The biggest disappointment with the cans was sediment. Unlike glass, which you can see though, there’s no way to tell if there’s any sediment in the can. Thus it’s very difficult to know when to stop pouring. This caught my wife out when she poured a can of Magic Rock’s Wayniac and was very annoyed to find huge chunks of yeast floating around.

Given the current vogue for the yeast from Vermont, I’m not really sure what brewers can do to mitigate this. Printing a warning on the side of the can is a start, but if you can’t see where any yeast might be in the can, how can you pour carefully, without leaving a third of the volume in the can?

I really struggled with finding things to say and will admit to not enjoying myself near the end. Maybe it was getting behind with the write ups, maybe it was falling into the same old Police report¹ style of beer review. Either way, I think I’m pretty much done with reviewing beer on this blog.

I like drinking beer, just sitting back and enjoying it, letting the flavours and bitterness (or lack of) wash over me and adjust my mood. I don’t drink beer to try and identify every subtle nuance of flavour, or play guess the malt bill or hop variety.

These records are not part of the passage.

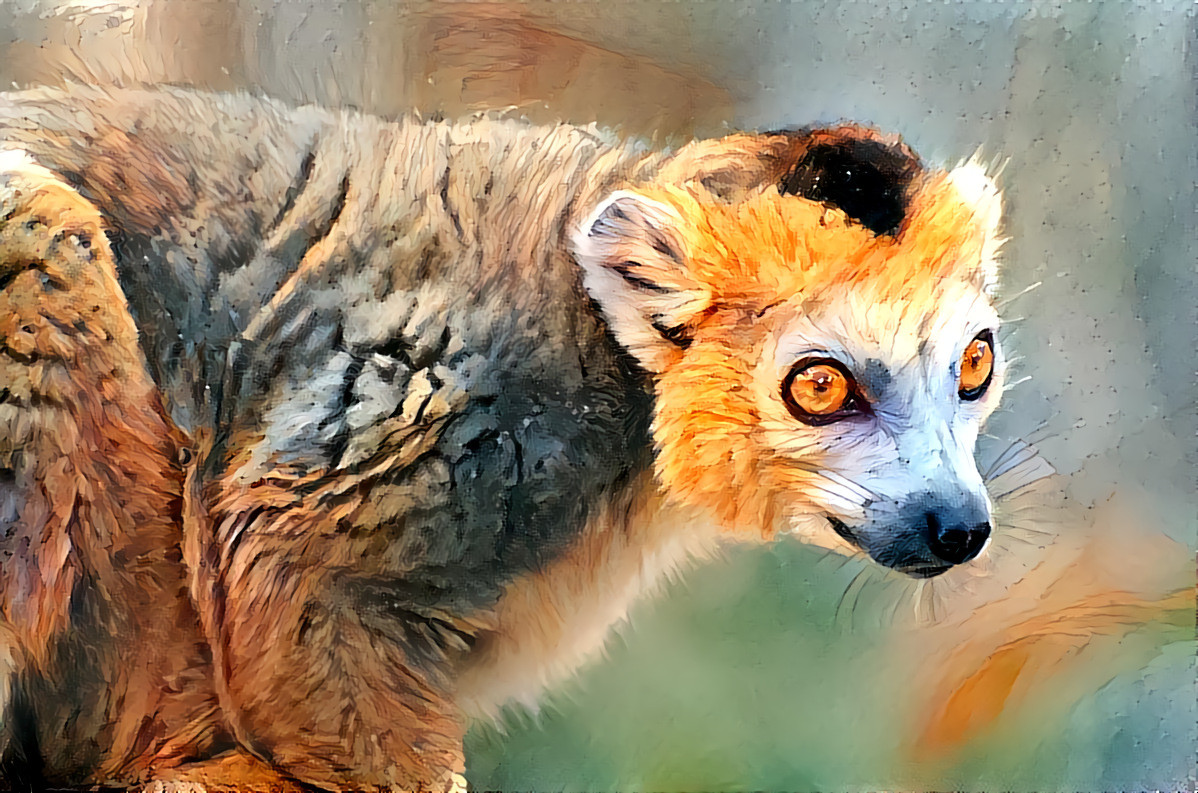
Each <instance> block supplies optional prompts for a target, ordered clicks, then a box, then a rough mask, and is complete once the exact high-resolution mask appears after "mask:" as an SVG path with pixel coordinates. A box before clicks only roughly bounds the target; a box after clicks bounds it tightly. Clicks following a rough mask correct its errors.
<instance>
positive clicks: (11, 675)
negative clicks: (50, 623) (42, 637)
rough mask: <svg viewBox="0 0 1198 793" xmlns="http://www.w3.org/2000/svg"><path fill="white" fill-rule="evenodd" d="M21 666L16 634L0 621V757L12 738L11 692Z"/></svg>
mask: <svg viewBox="0 0 1198 793" xmlns="http://www.w3.org/2000/svg"><path fill="white" fill-rule="evenodd" d="M20 667H22V652H20V644H19V642H18V641H17V635H16V634H13V632H12V630H11V629H10V628H8V626H7V625H5V624H2V623H0V758H4V756H5V755H6V753H7V751H8V744H10V741H11V740H12V737H13V736H12V728H13V725H12V719H13V694H14V688H16V685H17V676H18V673H19V672H20Z"/></svg>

I’ve said before that I just don’t have the vocabulary to communicate what I’m tasting, and I just end up not enjoying the beer, or the writing. So that’s it, no more Police report style beer reviews.

One positive thing to finish though. Getting Boak and Bailey to mention your blog post really does wonders for your traffic…

¹ Read Pete Brown’s excellent blog post Tasting Beer: Some Thoughts and Reflections, for what I mean about the Police report style of writing.